As propostas estão sendo elaboradas por um órgão que tem o curioso nome de Secretaria de Promoção da Igualdade Racial. As ações devem se dividir em três grupos: “educação”, “trabalho” e “comunicação e cultura”. O Supremo terá a chance de ver o monstrengo que criou. O tribunal decidiu apenas que as cotas não são inconstitucionais, e tal decisão não obriga as instituições a aplicá-las. A autonomia universitária lhes garante o direito de escolha. Pelo visto, não mais. A “discriminação positiva” passaria a ser obrigatória. Já seria absurdo o bastante, mas cumpre não subestimar a militância racialista.
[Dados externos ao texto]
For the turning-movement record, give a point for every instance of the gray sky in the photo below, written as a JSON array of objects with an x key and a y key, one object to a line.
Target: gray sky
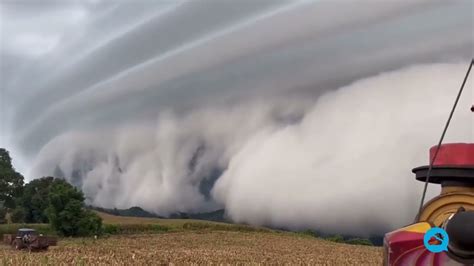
[{"x": 69, "y": 68}]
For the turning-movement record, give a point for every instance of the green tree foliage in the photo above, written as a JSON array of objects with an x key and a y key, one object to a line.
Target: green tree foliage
[
  {"x": 18, "y": 215},
  {"x": 3, "y": 213},
  {"x": 11, "y": 182},
  {"x": 34, "y": 200},
  {"x": 67, "y": 213}
]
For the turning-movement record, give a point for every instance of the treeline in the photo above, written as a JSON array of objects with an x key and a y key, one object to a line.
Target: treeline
[{"x": 45, "y": 200}]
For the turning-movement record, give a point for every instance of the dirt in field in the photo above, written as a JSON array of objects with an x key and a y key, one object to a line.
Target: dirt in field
[{"x": 198, "y": 248}]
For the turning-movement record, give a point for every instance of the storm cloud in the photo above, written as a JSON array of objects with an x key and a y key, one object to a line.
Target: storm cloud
[{"x": 292, "y": 113}]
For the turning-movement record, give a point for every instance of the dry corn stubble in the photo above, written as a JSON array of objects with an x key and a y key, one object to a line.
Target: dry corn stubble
[{"x": 198, "y": 248}]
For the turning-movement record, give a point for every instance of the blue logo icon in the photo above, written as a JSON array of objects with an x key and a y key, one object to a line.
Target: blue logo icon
[{"x": 436, "y": 240}]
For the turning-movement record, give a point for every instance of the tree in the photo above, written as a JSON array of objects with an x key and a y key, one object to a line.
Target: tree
[
  {"x": 67, "y": 213},
  {"x": 11, "y": 182},
  {"x": 34, "y": 200},
  {"x": 18, "y": 215}
]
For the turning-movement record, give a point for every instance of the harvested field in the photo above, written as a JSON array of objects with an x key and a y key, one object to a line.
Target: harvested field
[{"x": 199, "y": 247}]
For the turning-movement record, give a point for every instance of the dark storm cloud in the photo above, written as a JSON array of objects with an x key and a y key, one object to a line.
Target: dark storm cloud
[{"x": 98, "y": 83}]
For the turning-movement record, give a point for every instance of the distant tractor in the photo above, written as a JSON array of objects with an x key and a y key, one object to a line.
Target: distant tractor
[{"x": 29, "y": 239}]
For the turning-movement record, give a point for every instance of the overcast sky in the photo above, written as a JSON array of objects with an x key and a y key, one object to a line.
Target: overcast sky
[{"x": 91, "y": 73}]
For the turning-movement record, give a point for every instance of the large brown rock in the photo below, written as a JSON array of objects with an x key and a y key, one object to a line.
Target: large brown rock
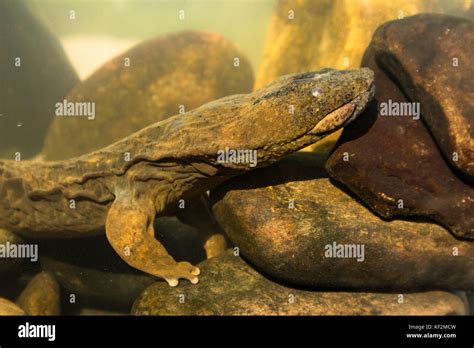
[
  {"x": 9, "y": 308},
  {"x": 229, "y": 286},
  {"x": 301, "y": 245},
  {"x": 395, "y": 167},
  {"x": 430, "y": 57},
  {"x": 184, "y": 69},
  {"x": 333, "y": 33},
  {"x": 41, "y": 296},
  {"x": 35, "y": 74},
  {"x": 6, "y": 238}
]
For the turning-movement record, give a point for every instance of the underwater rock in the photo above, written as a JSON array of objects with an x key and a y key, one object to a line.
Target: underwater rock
[
  {"x": 306, "y": 35},
  {"x": 41, "y": 296},
  {"x": 165, "y": 76},
  {"x": 293, "y": 224},
  {"x": 9, "y": 308},
  {"x": 9, "y": 238},
  {"x": 395, "y": 167},
  {"x": 103, "y": 278},
  {"x": 429, "y": 56},
  {"x": 229, "y": 286},
  {"x": 35, "y": 74},
  {"x": 98, "y": 312}
]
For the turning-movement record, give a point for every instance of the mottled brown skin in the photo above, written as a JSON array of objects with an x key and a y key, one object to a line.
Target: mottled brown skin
[
  {"x": 230, "y": 286},
  {"x": 172, "y": 160}
]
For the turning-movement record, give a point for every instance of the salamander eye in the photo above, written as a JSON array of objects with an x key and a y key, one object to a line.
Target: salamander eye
[{"x": 316, "y": 91}]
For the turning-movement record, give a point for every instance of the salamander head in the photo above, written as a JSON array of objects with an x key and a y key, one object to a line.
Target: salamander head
[{"x": 297, "y": 110}]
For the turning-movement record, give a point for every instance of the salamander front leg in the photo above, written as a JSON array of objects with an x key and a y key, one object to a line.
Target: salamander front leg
[{"x": 129, "y": 229}]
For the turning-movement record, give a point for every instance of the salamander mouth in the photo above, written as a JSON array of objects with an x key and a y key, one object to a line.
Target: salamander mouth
[{"x": 344, "y": 114}]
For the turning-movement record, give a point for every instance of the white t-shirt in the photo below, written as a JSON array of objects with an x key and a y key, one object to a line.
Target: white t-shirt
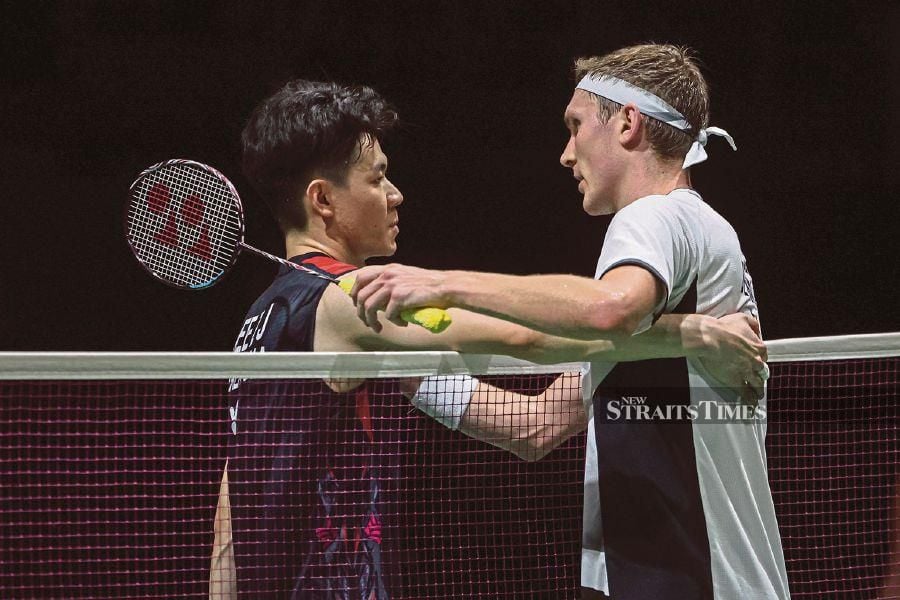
[{"x": 695, "y": 253}]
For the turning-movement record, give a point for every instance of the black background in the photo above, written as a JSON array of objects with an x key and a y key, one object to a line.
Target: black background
[{"x": 93, "y": 92}]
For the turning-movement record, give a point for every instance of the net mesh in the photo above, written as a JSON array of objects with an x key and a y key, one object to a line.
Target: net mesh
[{"x": 109, "y": 488}]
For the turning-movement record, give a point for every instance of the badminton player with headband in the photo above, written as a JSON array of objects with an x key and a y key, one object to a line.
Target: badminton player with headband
[
  {"x": 675, "y": 509},
  {"x": 313, "y": 152}
]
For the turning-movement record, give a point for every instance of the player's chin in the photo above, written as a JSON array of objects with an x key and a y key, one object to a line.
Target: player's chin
[
  {"x": 594, "y": 207},
  {"x": 390, "y": 248}
]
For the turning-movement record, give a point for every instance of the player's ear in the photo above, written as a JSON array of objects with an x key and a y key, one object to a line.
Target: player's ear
[
  {"x": 317, "y": 193},
  {"x": 630, "y": 125}
]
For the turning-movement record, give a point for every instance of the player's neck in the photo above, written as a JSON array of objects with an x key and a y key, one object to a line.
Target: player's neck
[
  {"x": 297, "y": 243},
  {"x": 655, "y": 177}
]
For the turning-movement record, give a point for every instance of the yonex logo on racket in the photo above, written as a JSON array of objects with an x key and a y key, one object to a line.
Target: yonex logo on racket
[{"x": 189, "y": 213}]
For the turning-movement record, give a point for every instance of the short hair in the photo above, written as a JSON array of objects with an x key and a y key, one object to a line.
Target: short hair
[
  {"x": 309, "y": 129},
  {"x": 671, "y": 73}
]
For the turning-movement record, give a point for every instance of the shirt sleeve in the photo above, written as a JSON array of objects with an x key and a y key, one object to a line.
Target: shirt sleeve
[{"x": 644, "y": 234}]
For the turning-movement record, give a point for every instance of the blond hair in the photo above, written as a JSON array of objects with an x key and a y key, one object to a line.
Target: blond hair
[{"x": 671, "y": 73}]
Também os cursos de pós-graduação — mestrado e doutorado — teriam de aplicar o programa.
Vamos ver. O argumento em que se sustentam os racialistas para aplicar cotas na graduação é a discriminação a que estariam submetidos os negros em razão de condicionantes histórias. Elas impedem, dizem, os negros de disputar com os brancos em condições de igualdade. Já desmontei quão falacioso é o argumento muitas vezes. Hoje, só para encarecer o novo absurdo em curso, farei de conta que isso é verdade — vale dizer: vou fingir que a questão é mesmo racial e não social. Muito bem! Um negro que já tenha concluído o ensino universitário, então, com cotas ou sem ela, terá vencido aquelas condicionantes e chegado ao fim do curso. Seguir ou não na carreira universitária passaria a depender apenas de sua formação intelectual, de sua inclinação para a vida acadêmica, de seu apreço pelo estudo, sei lá…
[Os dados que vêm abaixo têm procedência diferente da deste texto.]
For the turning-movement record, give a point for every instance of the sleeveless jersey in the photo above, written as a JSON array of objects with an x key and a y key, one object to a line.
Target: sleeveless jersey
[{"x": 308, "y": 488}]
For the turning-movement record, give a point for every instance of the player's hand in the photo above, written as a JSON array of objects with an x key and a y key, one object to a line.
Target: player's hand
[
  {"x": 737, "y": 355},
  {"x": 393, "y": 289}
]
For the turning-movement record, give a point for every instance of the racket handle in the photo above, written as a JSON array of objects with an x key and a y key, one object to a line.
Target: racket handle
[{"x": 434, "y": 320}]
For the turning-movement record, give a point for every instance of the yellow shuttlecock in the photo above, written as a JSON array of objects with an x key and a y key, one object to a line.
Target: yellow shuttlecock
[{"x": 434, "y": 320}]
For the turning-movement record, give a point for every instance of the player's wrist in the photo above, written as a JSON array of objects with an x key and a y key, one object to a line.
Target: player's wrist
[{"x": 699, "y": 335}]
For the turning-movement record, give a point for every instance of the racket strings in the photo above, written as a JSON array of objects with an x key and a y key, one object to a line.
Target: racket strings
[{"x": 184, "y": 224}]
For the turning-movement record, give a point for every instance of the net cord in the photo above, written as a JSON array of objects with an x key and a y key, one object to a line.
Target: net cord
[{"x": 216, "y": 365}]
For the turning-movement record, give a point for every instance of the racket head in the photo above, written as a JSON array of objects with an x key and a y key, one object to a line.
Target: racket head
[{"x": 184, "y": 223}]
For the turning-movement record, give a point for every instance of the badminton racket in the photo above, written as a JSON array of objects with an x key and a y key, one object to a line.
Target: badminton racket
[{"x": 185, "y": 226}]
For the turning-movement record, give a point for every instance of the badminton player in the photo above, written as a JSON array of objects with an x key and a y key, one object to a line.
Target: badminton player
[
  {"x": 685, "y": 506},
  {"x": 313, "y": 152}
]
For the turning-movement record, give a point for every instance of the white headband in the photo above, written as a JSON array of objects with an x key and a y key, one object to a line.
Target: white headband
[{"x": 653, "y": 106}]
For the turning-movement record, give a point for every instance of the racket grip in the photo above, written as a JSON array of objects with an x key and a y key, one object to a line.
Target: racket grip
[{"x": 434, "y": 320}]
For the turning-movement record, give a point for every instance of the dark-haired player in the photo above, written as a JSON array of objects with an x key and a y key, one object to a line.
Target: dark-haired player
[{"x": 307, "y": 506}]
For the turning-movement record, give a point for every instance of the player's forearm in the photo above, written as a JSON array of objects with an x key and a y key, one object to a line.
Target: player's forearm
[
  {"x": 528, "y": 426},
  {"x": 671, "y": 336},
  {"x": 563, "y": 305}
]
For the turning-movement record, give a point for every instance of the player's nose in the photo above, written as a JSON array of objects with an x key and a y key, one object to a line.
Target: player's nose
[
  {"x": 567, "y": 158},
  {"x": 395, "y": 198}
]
Não! Errado! A discriminação o perseguiria até mesmo nos momentos em que se selecionam os estudantes para os cursos de pós-graduação — para, atenção!, mestrado e doutorado. Se já é um absurdo que o desempenho intelectual não seja o único critério a definir quem ingressa ou não numa universidade, é um acinte que se estabeleçam cotas para qualquer categoria naquela que é, santo Deus!, uma esfera da investigação científica. Ainda que não seja fatal, quase sempre o que se candidata a doutor já é mestre, já foi longe da vida acadêmica. Haver qualquer outro critério para o doutorado que não seja a qualidade da especulação científica do doutorando é um absoluto despropósito. A ser assim, não pode haver dimensão da vida nacional que não obedeça mais ao perfil racial do Brasil.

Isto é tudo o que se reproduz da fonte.